The PDF is non-negative everywhere, and the total area under the curve over all possible values of the random variable must equal 1. Hence, if you're given a PDF like \(f_Y(y)\), calculating probabilities for a specific range involves setting up an integral.

Integration by Parts is a method derived from the product rule for differentiation, and it’s useful for integrating products of functions. The formula is:
\[\int u \, dv = uv - \int v \, du\]
Here, \(u\) and \(dv\) are parts of your integrand that you choose based on what makes the problem easier.
Often, using this technique makes it more straightforward to tackle complex integrals, especially when dealing with probability and PDFs.- **Choosing \(u\) and \(dv\):** A common mnemonic is LIPET (Logarithms, Inverse Trig, Polynomials, Exponential, Trig) to help decide which part of the integrand to differentiate and which to integrate.
- **Application:** In probability problems, integration by parts helps transform expressions involving cumulative distribution functions into simpler integrals of the PDF times the variable, as seen in the exercise where the expectation was converted into an integral involving the PDF.

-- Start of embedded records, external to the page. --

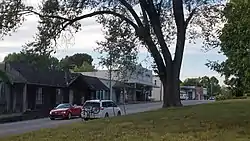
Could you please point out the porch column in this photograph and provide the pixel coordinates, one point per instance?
(7, 93)
(71, 96)
(14, 102)
(25, 97)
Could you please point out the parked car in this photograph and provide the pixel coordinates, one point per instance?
(65, 111)
(100, 109)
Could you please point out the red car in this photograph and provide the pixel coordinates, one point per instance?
(65, 111)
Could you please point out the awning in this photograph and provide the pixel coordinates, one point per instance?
(94, 83)
(121, 85)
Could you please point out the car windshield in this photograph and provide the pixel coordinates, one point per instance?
(92, 104)
(60, 106)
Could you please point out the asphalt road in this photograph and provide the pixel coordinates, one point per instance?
(32, 125)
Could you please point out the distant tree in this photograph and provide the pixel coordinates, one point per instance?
(11, 12)
(192, 82)
(234, 44)
(212, 84)
(78, 62)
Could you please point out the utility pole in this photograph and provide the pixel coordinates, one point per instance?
(110, 76)
(211, 89)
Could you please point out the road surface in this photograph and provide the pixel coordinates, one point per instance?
(14, 128)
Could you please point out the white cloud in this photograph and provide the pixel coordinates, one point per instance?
(84, 41)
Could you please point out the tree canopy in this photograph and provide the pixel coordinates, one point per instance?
(79, 62)
(40, 61)
(235, 40)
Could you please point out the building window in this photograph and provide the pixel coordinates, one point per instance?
(58, 96)
(39, 96)
(98, 95)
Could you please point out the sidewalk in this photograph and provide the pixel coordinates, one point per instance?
(138, 102)
(10, 115)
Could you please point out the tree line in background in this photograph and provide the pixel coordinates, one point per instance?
(80, 62)
(212, 84)
(235, 45)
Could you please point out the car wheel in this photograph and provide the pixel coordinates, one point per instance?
(119, 113)
(106, 115)
(85, 119)
(69, 116)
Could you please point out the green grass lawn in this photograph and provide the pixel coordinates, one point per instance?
(220, 121)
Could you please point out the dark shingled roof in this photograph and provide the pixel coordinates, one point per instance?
(94, 83)
(55, 78)
(32, 75)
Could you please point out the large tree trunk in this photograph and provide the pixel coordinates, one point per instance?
(171, 89)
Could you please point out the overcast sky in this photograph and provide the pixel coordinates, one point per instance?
(85, 42)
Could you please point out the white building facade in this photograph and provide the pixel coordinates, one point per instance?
(186, 92)
(135, 86)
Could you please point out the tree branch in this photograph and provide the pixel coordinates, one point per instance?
(71, 21)
(190, 17)
(132, 11)
(155, 21)
(145, 16)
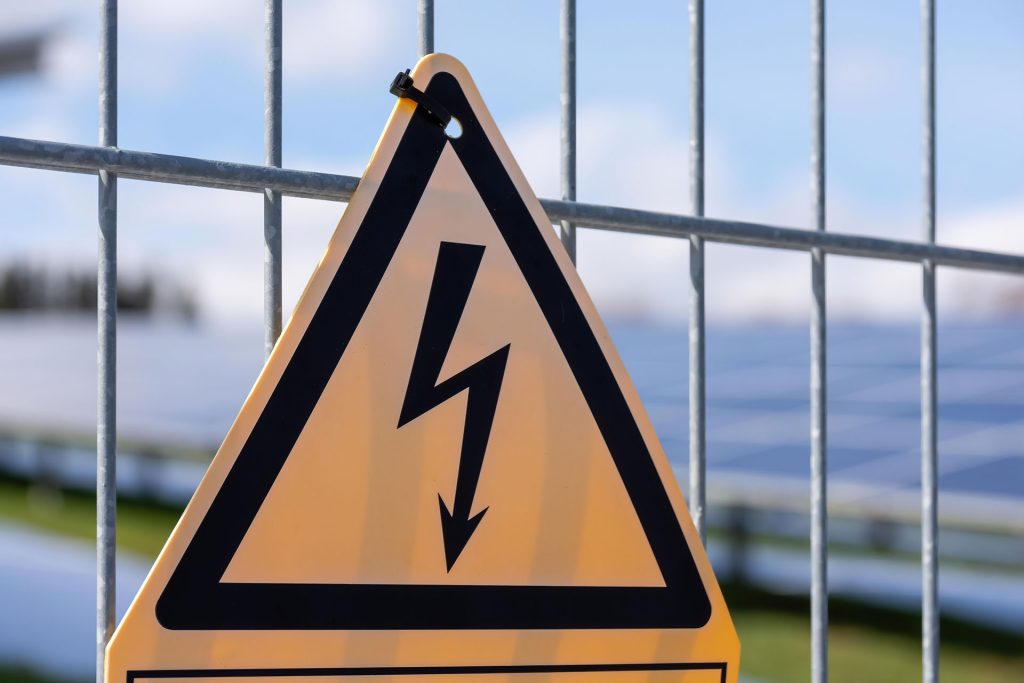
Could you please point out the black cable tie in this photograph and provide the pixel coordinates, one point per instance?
(401, 86)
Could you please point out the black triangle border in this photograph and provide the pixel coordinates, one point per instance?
(195, 598)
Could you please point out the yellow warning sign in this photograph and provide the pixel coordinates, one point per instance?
(443, 470)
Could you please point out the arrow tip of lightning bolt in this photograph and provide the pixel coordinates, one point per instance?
(457, 531)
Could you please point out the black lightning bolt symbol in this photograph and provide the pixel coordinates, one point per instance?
(454, 275)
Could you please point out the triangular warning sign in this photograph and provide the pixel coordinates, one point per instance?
(443, 467)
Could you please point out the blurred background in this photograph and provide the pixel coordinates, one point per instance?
(190, 264)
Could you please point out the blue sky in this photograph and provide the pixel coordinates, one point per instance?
(192, 84)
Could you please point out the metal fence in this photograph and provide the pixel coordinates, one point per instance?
(109, 163)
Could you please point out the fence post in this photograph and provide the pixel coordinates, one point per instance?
(819, 412)
(696, 317)
(272, 34)
(107, 330)
(929, 375)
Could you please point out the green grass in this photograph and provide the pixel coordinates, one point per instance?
(22, 676)
(142, 527)
(866, 643)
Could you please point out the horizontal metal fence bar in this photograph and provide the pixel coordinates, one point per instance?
(248, 177)
(178, 170)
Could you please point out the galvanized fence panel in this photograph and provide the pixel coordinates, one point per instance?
(109, 162)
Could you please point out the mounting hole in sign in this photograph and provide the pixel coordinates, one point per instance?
(454, 129)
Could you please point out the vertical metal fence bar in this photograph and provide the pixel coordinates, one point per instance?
(696, 321)
(425, 27)
(567, 98)
(107, 321)
(272, 30)
(929, 379)
(819, 508)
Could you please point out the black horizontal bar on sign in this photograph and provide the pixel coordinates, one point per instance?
(249, 177)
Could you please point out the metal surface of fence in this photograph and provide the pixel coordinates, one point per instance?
(108, 162)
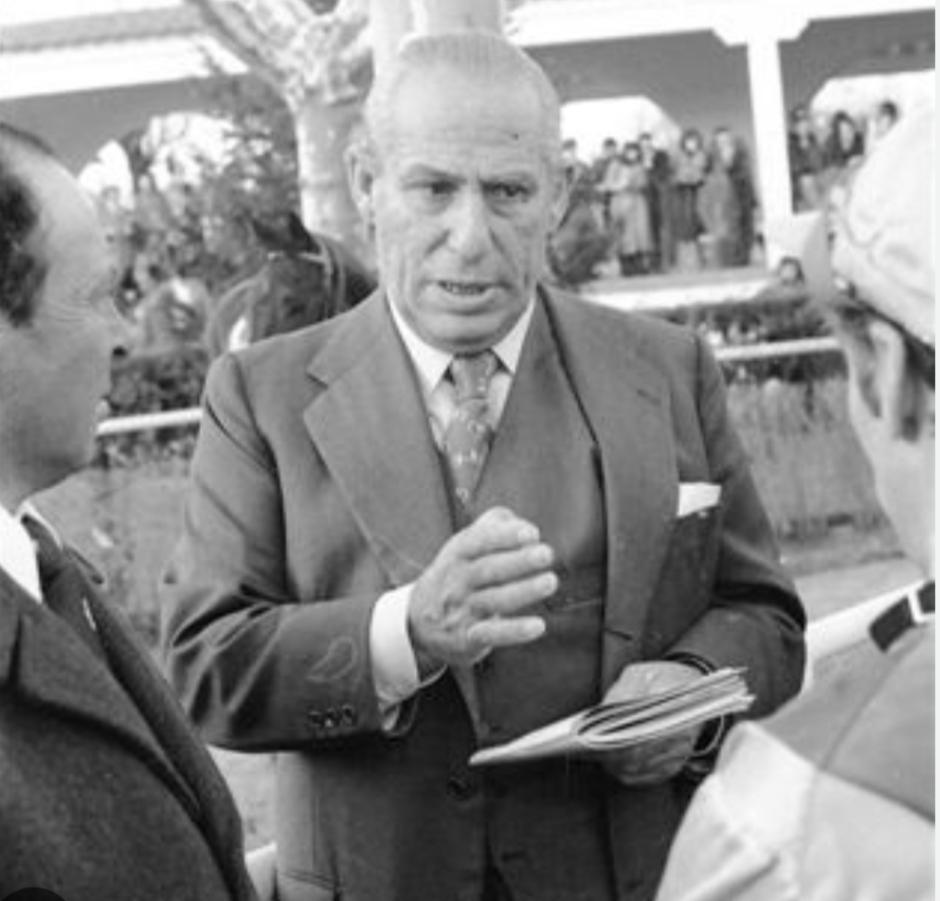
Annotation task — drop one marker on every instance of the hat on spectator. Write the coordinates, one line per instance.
(883, 227)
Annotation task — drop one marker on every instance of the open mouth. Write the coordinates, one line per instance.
(465, 289)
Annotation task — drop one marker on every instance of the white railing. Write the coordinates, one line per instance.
(824, 636)
(191, 416)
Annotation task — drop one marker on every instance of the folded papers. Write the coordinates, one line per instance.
(623, 724)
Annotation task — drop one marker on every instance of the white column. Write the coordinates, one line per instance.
(761, 34)
(769, 115)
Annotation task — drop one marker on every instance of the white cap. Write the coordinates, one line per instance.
(884, 230)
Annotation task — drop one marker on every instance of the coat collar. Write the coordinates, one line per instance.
(626, 402)
(371, 428)
(45, 662)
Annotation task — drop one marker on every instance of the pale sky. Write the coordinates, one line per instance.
(16, 12)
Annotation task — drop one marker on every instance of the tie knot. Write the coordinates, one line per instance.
(472, 374)
(50, 557)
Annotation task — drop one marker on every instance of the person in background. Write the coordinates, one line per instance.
(464, 509)
(658, 169)
(602, 173)
(576, 169)
(833, 798)
(885, 118)
(105, 792)
(806, 162)
(732, 156)
(690, 167)
(629, 214)
(846, 145)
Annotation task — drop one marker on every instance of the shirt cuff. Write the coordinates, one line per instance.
(394, 669)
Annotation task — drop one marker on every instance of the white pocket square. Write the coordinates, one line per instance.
(694, 497)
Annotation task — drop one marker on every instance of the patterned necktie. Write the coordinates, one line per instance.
(61, 582)
(468, 435)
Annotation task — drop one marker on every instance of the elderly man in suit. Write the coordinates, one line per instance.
(104, 790)
(455, 514)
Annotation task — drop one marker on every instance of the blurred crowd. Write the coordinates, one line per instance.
(823, 149)
(652, 209)
(639, 208)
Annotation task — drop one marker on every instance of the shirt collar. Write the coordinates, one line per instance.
(17, 553)
(431, 363)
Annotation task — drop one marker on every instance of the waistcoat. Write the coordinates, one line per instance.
(543, 822)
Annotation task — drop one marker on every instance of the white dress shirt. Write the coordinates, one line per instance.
(17, 551)
(395, 671)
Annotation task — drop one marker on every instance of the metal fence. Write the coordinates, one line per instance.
(827, 636)
(739, 354)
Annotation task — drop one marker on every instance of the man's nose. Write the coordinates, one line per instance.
(470, 224)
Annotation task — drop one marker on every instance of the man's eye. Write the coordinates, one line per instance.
(437, 189)
(509, 191)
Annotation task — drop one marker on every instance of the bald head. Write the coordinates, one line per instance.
(489, 63)
(21, 269)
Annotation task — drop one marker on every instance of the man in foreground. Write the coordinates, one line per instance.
(461, 511)
(104, 791)
(833, 798)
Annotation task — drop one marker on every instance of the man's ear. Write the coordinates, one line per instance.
(884, 380)
(560, 197)
(360, 171)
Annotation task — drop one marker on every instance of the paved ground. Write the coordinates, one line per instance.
(833, 589)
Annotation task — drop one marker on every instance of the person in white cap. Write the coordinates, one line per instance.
(833, 797)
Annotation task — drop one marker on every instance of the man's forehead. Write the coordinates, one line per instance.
(484, 156)
(455, 106)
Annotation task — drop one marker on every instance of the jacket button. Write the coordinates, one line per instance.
(461, 787)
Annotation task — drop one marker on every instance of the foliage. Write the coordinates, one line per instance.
(150, 383)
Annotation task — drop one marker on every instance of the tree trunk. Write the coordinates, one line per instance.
(392, 20)
(323, 131)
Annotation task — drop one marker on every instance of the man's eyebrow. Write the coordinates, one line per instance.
(423, 170)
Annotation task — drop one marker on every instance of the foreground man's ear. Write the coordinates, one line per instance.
(886, 384)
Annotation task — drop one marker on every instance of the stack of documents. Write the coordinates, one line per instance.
(622, 724)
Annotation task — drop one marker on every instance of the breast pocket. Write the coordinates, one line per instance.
(686, 580)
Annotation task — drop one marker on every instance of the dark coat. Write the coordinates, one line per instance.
(105, 793)
(317, 486)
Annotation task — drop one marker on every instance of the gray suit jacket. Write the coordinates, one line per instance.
(316, 486)
(105, 792)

Understanding this tool can significantly streamline the process of finding expectations and other results when working with continuous distributions.

A Cumulative Distribution Function (CDF) denotes the probability that a random variable takes on a value less than or equal to a given point. It’s a non-decreasing function that ranges from 0 to 1.
For a continuous random variable:\(F_Y(y) = P(Y \leq y)\)
This describes the accumulation of probabilities up to a certain point, giving the 'running total' of probability.
- **Properties of CDF:** The function starts at 0 (not exceeding any value) and approaches 1 as it encompasses all possibilities of the random variable. It allows for finding the probability of a random variable lying in an interval \([a, b]\) by evaluating \(F_Y(b) - F_Y(a)\).
- **Relation to PDF:** The PDF is the derivative of the CDF with respect to y. Thus, one can find the CDF by integrating the PDF over the desired range.
In exercises like the given problem, understanding how to use the CDF is crucial, especially as it relates to converting probabilities involving cumulative probabilities into expectations or other statistical properties.